イメージチェンジした白井黒子が声をかけた「しっかりしてくださいな、エースさん?」

「・・・すみません、九条さん、白井センパイ・・・俺」

「ま、どうにもならないことってのはある・・・とりあえず、あの医者のところに連れて行けば、死にはしないだろう。急ぐぞ」

「はい」

 

「にしても・・・これで、20件目か」

九条のファイルには、人が人を食べている写真だ。

「無能力者の謎の捕食活動および超人的な肉体再生――限定的かつ不完全な覚醒衝動能力。まるで、幻想御手事件のようですわ」

「相手が超人だから、智泉の暴走の対応に遅れても事なきを得ているがな」

「すみません・・・」

「お前、さっきからすみませんしか言ってないぞ」と運転する浜面「お前だけのせいじゃないだろう?自分をいちいち責めんなっての」

「!」

「彼の言う通り」と白井「あなたのおかげで赤字寸前のteamⅩが運営出来ているのです。その自覚を持ちなさい」

「・・・」

「良かったな~、智泉」と九条「こいつのデレは滅多にないぞ。
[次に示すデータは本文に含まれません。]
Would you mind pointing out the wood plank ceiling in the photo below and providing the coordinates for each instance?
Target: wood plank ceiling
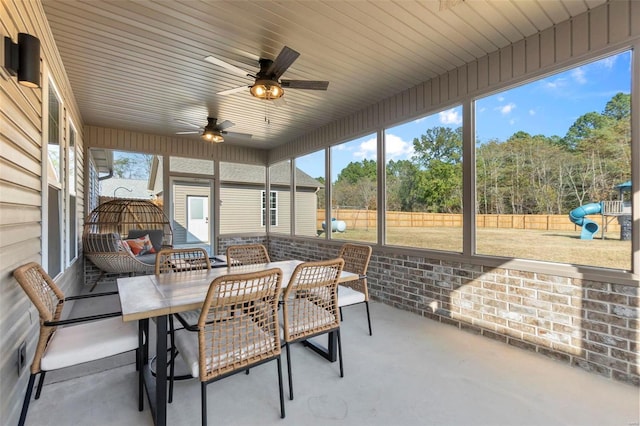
(139, 65)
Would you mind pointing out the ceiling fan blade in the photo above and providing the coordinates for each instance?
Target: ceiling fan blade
(227, 66)
(305, 84)
(237, 136)
(224, 125)
(285, 58)
(232, 91)
(186, 123)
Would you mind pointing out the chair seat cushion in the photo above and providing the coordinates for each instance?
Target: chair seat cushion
(305, 316)
(348, 296)
(227, 346)
(76, 344)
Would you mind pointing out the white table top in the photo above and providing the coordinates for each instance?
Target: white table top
(149, 296)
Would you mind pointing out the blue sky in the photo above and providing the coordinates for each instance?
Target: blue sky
(548, 106)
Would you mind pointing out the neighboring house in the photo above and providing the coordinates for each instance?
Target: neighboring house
(244, 206)
(125, 188)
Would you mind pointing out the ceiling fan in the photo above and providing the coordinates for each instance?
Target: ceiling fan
(213, 131)
(267, 84)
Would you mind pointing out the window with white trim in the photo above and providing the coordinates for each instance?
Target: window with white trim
(272, 210)
(53, 201)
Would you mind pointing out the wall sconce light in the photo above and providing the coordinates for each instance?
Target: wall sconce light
(23, 59)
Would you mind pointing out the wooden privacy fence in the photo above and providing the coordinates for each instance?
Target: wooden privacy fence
(363, 219)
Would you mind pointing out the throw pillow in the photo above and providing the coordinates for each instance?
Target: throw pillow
(124, 246)
(140, 246)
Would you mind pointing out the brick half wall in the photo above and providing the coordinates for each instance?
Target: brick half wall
(590, 324)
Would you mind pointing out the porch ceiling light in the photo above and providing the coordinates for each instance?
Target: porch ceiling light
(212, 135)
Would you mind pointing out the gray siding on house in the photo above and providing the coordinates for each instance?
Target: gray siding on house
(240, 210)
(613, 24)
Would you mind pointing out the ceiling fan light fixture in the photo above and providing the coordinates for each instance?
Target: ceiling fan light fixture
(212, 135)
(266, 89)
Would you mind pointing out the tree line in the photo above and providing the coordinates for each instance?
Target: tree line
(526, 174)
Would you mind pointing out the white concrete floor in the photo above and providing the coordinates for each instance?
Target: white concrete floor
(412, 371)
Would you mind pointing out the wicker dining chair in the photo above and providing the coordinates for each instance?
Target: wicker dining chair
(69, 342)
(247, 254)
(311, 306)
(237, 329)
(171, 260)
(356, 260)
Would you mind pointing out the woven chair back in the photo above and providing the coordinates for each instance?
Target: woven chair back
(311, 299)
(247, 254)
(238, 325)
(121, 216)
(181, 260)
(356, 260)
(48, 300)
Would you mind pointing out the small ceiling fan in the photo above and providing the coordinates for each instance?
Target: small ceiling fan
(267, 84)
(213, 131)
俺もベッドの上でしか聞いたことがない」

「ッ///・・・・余計なこと言わないでくださいましッ!!///」

「・・・この事件、それ以上に不可解なのは、被害者の体に覚醒衝動の痕跡が全く残っていないという事だ」九条がカルテと写真を交互に見て、眉をひそめる「一体、何がどうなってんだか・・・・」

そのとき、粒子のようなものが窓の隙間から入ってきて、人を形作った。

「そのことだが・・・面白い情報を手に入れた」

「黎斗さん」

「檀黎斗神だ!!・・・九条貴利矢、ファウストを知っているか?」

「確か、暗部組織の一つだったよな?ある実験での成功を機に、木原一族に追いつかんとばかりに着々と力をつけてきているとか」

「その実験だ・・・ネビュラガス。聞いたことあるだろう?」

「!・・・そうか、それがあった!!」

タブレットを操作し、それを立体化させる。

「これは・・・拳銃?」

「トランスチームガンと呼ばれるものだ」と黎斗神がにたりと笑った「これから散布される霧には、人を怪物に、あるいは、超人的な力を与える力があるらしい」

「怪物・・・!?」

「ハザードレベル2」と貴利矢「これに達した者がガスを注入すると、そうなるらしい」

「捕食衝動は、その毒による副作用ってわけか」と浜面。

「確証は、ないがな・・・とはいえ、その霧は、有害。下手すれば、死者を出しかねない」

貴利矢がタブレットをしまった。